On ne présente plus le grand écrivain britannique R. J. Ellory, maître du suspense ! Il nous offre toujours des histoires riches et fortes sur des thèmes importants de l’histoire américaine. « Après la mafia dans Vendetta, les services secrets dans Les Anonymes et le NYPD dans Les Anges de New York, R.J. Ellory s’attaque ici à une nouvelle mythologie américaine : les tueurs en série. »
« Sur dix-huit mille assassinats par an aux États-Unis, seulement deux cents sont le fait de tueurs en série. Aussi les forces de police ne privilégient-elles que rarement la piste du serial killer. Lorsque quatre homicides sont commis en quinze jours à New York, selon des modes opératoires complètement différents, personne ne songe à faire un lien entre eux. Personne, sauf John Costello. Documentaliste au City Herald, et véritable encyclopédie vivante des serial killers, celui-ci découvre en effet que les quatre meurtres ont été commis à la date anniversaire d’un meurtre ancien, œuvre à chaque fois d’un tueur en série célèbre, selon des procédures rigoureusement identiques jusque dans les moindres détails. Y aurait-il dans la ville un serial killer qui s’inspire de ses prédécesseurs et leur rend ainsi un funèbre hommage ? En compagnie de Karen Langley, une journaliste du City Herald, et de Ray Irving, détective du NYPD, John va se livrer à la traque de cet assassin très particulier, à l’intelligence aussi fulgurante que morbide et à la virtuosité impressionnante. »

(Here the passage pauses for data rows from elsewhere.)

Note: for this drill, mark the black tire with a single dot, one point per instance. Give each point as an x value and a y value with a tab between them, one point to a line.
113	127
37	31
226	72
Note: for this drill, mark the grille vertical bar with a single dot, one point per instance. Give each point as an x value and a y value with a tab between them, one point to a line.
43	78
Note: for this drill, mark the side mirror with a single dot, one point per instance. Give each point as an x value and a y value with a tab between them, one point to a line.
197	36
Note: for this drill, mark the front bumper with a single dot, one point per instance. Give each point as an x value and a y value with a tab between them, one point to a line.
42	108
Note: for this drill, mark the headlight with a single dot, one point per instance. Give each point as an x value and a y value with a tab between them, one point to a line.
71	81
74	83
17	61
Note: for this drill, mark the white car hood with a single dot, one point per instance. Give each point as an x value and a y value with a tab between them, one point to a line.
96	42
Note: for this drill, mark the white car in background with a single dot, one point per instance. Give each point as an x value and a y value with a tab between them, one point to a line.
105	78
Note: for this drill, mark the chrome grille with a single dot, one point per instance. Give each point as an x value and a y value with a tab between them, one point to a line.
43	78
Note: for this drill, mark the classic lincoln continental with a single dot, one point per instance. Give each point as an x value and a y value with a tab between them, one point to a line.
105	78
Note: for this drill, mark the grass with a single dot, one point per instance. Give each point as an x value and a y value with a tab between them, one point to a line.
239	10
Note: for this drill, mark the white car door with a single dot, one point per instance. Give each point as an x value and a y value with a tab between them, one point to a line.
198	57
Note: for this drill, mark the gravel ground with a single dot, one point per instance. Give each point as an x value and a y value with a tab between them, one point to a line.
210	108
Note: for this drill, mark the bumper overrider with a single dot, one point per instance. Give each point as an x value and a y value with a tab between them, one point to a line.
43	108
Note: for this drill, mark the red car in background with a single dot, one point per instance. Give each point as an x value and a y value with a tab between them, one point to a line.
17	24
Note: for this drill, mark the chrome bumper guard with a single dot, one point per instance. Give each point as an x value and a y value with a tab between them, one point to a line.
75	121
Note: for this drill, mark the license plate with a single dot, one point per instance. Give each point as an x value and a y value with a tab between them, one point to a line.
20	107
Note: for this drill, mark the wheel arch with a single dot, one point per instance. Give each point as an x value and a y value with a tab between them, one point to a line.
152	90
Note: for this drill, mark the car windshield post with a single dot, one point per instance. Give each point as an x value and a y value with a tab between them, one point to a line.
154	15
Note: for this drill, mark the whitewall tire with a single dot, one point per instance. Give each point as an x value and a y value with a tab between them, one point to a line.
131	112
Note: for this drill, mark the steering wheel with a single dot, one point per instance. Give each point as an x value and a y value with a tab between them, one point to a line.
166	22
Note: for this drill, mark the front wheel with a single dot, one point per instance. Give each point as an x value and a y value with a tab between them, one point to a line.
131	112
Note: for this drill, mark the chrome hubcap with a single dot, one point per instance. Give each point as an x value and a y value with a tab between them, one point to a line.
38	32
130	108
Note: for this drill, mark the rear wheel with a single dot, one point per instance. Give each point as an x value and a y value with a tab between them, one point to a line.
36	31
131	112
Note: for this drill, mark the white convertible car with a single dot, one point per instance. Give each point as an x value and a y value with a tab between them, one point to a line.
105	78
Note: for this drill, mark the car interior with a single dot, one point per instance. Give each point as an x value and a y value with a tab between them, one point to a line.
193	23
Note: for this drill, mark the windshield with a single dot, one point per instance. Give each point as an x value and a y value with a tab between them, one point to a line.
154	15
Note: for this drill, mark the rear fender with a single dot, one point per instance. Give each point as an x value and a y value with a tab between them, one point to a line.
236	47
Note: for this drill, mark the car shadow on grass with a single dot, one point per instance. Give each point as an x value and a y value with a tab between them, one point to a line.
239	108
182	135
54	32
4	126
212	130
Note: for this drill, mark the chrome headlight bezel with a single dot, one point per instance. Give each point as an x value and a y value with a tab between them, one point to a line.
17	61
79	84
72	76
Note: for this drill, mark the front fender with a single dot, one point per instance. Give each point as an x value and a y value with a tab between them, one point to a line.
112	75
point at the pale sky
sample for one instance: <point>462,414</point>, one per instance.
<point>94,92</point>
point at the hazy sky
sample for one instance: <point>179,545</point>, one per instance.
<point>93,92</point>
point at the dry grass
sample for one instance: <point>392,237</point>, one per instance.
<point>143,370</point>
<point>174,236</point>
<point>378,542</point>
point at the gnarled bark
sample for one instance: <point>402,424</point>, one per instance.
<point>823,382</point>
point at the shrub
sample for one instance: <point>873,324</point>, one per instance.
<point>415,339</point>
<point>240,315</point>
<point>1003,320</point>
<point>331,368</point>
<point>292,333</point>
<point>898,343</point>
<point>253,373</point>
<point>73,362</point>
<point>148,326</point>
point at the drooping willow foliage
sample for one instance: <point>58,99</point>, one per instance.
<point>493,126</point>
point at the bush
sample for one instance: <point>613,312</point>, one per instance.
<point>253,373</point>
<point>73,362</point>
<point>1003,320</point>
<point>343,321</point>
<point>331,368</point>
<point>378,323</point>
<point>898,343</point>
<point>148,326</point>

Effectivement, Ellory bâtit son histoire avec tous les ingrédients de la traque d’un tueur en série : le flic fatigué de côtoyer ce qu’un humain peut infliger à un autre, les auxiliaires journalistes, le tueur implacable qui a toujours une longueur d’avance sur la police… Mais sur cette base, Ellory écrit bien autre chose qu’un simple thriller, il nous fait plonger au plus profond de l’âme humaine et nous mène au cœur de nos angoisses les plus profondes : la solitude, le deuil, la mort…
Car il sait y faire Ellory, et on tremble avec Ray le flic, Karen la journaliste et l’énigmatique John Costello, rescapé d’une attaque d’un tueur 20 ans auparavant… On avance avec Ray, on ne sait rien du tueur, on n’a aucun indice et on partage sa souffrance et sa frustration… on tâtonne avec lui dans le noir en sachant que ça ne s’arrêtera pas. Pire même, car on connaît les victimes avant les enquêteurs : Ellory nous les présente en quelques pages et grâce à son talent, son humanité on connaît leur vie avec ses grandeurs et ses faiblesses, on les comprend déjà et on sait que leur existence va finir sans qu’ils aient rien demandé, alors on rage… le suspense se fait oppressant…
C’est le grand Ellory qui mène la danse et il s’intéresse aux sentiments ressentis face à la barbarie. Les pensées du tueur, ses motivations ? Peu importe, on ne peut pas « rationnaliser l’irrationnel ». Le tueur, un dingue qui réédite les meurtres de ses prédécesseurs à leur date anniversaire, est le moteur de l’histoire mais il n’en est pas le héros.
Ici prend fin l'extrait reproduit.